The Covid-19 crisis may have created the circumstances for start-up airlines to enter the market, according to industry entrepreneur Steve Endacott.
Speaking on a ‘Pubcast’ video hosted with fellow travel sector investor Ian Brooks, Endacott said he was confident most major airlines would survive the crisis, though the future of Virgin Atlantic remains in doubt following its failure to secure government backing.
However, he predicted the future of flying could look very different as carriers dispense with their large A380s and 747s in favour of smaller aircraft they can run more economically.
Taken alongside planned capacity reductions from low-cost carriers of around 30% in 2021, he argued that created the ingredients for new entrants.
“The bigger you are the harder you’ve been hit by Covid and all the major airlines will have large debt mountains for the next three to four years,” he said.
“I would never normally advise this, but it might be time for someone to start an airline. You’ve got aircraft available, you’ve got low fuel prices, you’ve got cabin crew and pilots available.
“And, also, very unusually, you’ve got the ability to get slots. There are lots of slots available, which has never been heard of before. I would not be surprised to see a start-up airline come into the marketplace.”
Endacott also predicted consolidation in the airline sector, with one likely major merger between carriers in the UAE.
Although “politically difficult”, he said plans to link Dubai and Abu Dhabi airports with an underground hyperloop service would effectively create a single hub allowing Emirates and Etihad to merge.
Endacott, who co-founded Rebound Consulting at the start of the pandemic to advise travel firms, said the strength of the market this winter would depend on the extent of summer programmes.
He said people should not write off this summer and argued that a degree of normality was returning more quickly than anticipated as travellers became accustomed to new health and safety protocols.
He said: “When you’re coming from nothing anything is a surge. We’re born optimists.”

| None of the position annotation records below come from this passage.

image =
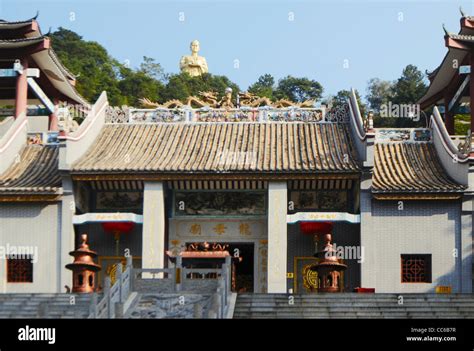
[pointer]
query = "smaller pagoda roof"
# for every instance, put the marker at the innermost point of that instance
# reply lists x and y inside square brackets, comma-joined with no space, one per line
[445,72]
[410,167]
[36,173]
[45,57]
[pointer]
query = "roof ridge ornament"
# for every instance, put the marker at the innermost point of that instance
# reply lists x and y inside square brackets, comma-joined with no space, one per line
[446,31]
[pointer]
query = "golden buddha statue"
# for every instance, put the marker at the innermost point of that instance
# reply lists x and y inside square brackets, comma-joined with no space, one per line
[193,64]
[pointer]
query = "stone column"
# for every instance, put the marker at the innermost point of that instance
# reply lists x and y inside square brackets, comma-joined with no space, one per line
[277,237]
[66,235]
[53,118]
[368,235]
[21,97]
[153,238]
[471,88]
[466,250]
[448,115]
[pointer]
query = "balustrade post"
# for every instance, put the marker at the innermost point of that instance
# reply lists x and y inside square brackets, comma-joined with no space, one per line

Endacott also advised travel firms not rely on assumptions about broad demographic groups when assessing their likelihood to travel, arguing the pandemic had hit everyone differently.
He argued young people may still be willing to travel but may not have jobs, whereas older people may be more vulnerable to Covid-19 but be more inclined to spend having felt they’d had a “brush with death”.

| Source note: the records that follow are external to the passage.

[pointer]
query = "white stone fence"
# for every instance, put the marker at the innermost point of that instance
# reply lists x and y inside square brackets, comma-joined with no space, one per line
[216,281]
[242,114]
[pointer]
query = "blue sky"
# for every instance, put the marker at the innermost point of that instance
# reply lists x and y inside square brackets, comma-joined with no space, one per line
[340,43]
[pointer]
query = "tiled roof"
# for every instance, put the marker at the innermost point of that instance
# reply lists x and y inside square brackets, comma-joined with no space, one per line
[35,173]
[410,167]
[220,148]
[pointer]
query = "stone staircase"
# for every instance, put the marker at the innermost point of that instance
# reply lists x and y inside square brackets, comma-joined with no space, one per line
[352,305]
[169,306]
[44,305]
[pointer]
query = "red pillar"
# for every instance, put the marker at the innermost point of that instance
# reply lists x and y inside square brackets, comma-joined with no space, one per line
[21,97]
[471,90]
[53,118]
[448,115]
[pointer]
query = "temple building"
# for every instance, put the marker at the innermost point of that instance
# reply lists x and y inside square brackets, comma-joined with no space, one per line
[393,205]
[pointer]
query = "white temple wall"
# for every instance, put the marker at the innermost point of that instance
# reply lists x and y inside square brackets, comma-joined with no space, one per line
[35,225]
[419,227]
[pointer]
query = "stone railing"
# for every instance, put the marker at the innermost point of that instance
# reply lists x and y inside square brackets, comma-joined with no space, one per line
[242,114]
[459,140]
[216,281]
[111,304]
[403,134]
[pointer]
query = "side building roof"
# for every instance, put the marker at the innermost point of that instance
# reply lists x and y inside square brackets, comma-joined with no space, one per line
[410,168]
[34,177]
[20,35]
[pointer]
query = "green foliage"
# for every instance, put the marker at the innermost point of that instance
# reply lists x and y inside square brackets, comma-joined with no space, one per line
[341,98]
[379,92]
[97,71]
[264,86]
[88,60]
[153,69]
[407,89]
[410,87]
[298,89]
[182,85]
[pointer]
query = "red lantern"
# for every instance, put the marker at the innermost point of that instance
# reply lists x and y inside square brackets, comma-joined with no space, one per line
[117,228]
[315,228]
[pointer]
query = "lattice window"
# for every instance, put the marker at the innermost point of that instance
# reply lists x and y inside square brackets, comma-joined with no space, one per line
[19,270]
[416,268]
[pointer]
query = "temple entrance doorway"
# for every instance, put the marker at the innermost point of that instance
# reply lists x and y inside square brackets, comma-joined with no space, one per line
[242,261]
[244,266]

Endacott also said there was a “middle class” impact for those earning more than £36,000, arguing they might cut back on holidays having had to take pay cuts or significantly reduced salaries through the furlough scheme while retaining larger mortgages and other commitments.
He added: “What is clear is demand is going to be lower because capacity is going to be lower. The biggest threat is not Covid anymore, it’s the mother of all recessions we are about to walk into.
“You can’t get your head around that until you feel it happening. The redundancy wave is coming when furlough ends, or even now as furlough slows down.”